Scenario B: Analytics / Big Data Pipeline
Challenge: A data science team needs to process large data sets (terabytes to petabytes), run distributed compute jobs, keep intermediate results, and archive raw data.
Solution
- Store raw ingestion data and long-term archives in Amazon S3 (object storage), perhaps in a data lake setup.
- During processing, mount EFS (or FSx for Lustre) as a shared file system for compute cluster nodes so they can read/write intermediate data.
- Optionally use EBS scratch volumes for node-local caching or temporary storage for throughput-critical tasks.
- Use S3 lifecycle policies and versioning to manage archival tiers.

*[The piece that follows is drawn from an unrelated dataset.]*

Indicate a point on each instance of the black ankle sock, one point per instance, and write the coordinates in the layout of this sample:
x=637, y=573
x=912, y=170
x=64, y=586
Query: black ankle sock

- Use snapshots and DLM for any EBS volumes used during processing.
This ensures scalable, cost-effective storage for large data and fast shared access in compute clusters.
Scenario C: Corporate Shared File Storage + Backup
Challenge: A company wants to retire its on-prem file servers, provide a shared home directory and departmental drives, while retaining backups and support for Windows and Linux clients.
Solution
- Use Amazon EFS (for Linux/mixed clients) or FSx for Windows File Server (for Windows file shares) to host the shared directories in the cloud.
- Connect on-premises offices via Storage Gateway (File Gateway or FSx File Gateway) so users see familiar network shares, with local caching for performance.
- Employ backups via snapshots, AWS Backup, or FSx native backup.
- Use lifecycle management on file data (e.g. move cold data to cheaper classes).
- Store less-accessed files in lower-cost storage tiers or archive zones.
This approach smoothly migrates NAS-style workloads into managed, durable cloud infrastructure.
Conclusion & Best Practices
- Choose block storage (EBS or instance store) when you need low latency, random access, and OS-level volume access.
- Use object storage (S3) for large-scale, unstructured data, archival, media, backups, and data lakes.
- Use file storage (EFS, FSx, Gateway) when workloads require shared file semantics and network file protocol support.
- Automate snapshot / backup lifecycles (via DLM or AWS Backup) and lifecycle transitions (S3, EFS) to balance cost vs performance.
- Always enforce strong security: encryption, IAM, monitoring, and versioning.
- Leverage hybrid tools (Storage Gateway) to transition on-prem workloads gradually.